We have also deregulated the financial institutions and this has been seen as a good thing. This Government has put in place some policies which have been tough and which have laid the ground work. I refer in this respect to the depreciation of the dollar and the deregulation of the financial markets. But these policies are not going to work overnight. There are signs that they are working, but we face a long term problem. Would the Opposition do what the Government has done? I am sure that the Australian people know what the policies of this Government are and what actions we have taken. However, it is very difficult to understand exactly what the Opposition is proposing.

We are going to have another May statement which will deal with expenditure cuts. The public will know what is involved. But what expenditure cuts would the Opposition propose to bolster our economy and save our younger people from the problems they are experiencing with mortgage repayments? Is the Opposition prepared to outline where it sees the painful decisions should be taken? Can we take a bipartisan view? It is very hard to take a bipartisan view if one does not know what the other's view will be. It is very hard to get public support if one is not prepared to tell.

The situation is the same in respect of taxation. As a government and as a party, we have been through the pains of taxation reform. I suggest, with a little degree of respect, that the Opposition is going through a similar exercise as well. But at least the public knows what our position is. It knows that fairness and equity are the basis of our taxation policy. People know what the benefits are and they know how our policy is going to be paid for. I suggest that the Opposition has a responsibility to do that.

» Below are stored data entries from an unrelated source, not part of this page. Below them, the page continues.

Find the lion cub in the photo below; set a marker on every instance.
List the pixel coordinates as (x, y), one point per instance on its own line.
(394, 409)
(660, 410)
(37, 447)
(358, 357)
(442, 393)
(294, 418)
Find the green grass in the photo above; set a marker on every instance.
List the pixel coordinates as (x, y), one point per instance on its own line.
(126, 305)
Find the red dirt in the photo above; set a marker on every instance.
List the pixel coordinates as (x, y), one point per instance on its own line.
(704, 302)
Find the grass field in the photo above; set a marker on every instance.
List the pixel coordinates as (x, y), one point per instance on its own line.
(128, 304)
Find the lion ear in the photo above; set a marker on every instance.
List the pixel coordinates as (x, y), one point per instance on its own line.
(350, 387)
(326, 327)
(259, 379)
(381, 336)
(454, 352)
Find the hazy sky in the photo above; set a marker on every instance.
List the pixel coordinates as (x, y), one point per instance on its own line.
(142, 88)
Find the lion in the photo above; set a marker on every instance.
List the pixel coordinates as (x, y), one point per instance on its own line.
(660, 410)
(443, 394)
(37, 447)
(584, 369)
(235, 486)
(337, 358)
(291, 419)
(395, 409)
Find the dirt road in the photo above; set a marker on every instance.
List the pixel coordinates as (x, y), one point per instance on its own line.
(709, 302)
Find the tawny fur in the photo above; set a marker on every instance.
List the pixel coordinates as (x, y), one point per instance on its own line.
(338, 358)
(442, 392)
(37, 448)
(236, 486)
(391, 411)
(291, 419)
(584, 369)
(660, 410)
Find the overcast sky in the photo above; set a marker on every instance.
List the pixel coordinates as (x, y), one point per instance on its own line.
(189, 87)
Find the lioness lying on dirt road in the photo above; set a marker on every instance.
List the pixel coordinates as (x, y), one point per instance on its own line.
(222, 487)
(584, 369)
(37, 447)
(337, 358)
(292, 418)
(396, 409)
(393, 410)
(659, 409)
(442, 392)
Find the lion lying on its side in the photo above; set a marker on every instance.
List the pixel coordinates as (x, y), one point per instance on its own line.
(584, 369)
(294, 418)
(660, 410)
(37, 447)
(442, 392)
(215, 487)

The Government has also had a role to play in respect of agriculture and minerals. This Government has tried to revamp the Department of Trade by setting up Austrade. We have established an industry policy. Some honourable members on this side of the House might say that we have not gone far enough. However, as the Prime Minister (Mr Hawke) has indicated, the car plan, the steel plan, the heavy manufacturing industry plan, and decisions made in respect of plastics, chemicals, communications, information and software are all Government initiatives to get manufacturing going again, if not in the export area-and mostly that has been the orientation-at least in terms of import replacement.

The Government has had a wages policy. We have asked the Australian people to accept lower wages in the interests of future generations, job creation and getting this country on its feet. It has been very painful and very difficult to explain, but at least we have been out there saying it. What is the Opposition's wages policy? Will it freeze wages or will it slash wages? I think people have a right to know.


Mr DEPUTY SPEAKER (Mr Mildren) — Order! The honourable member's time has expired. The debate is concluded.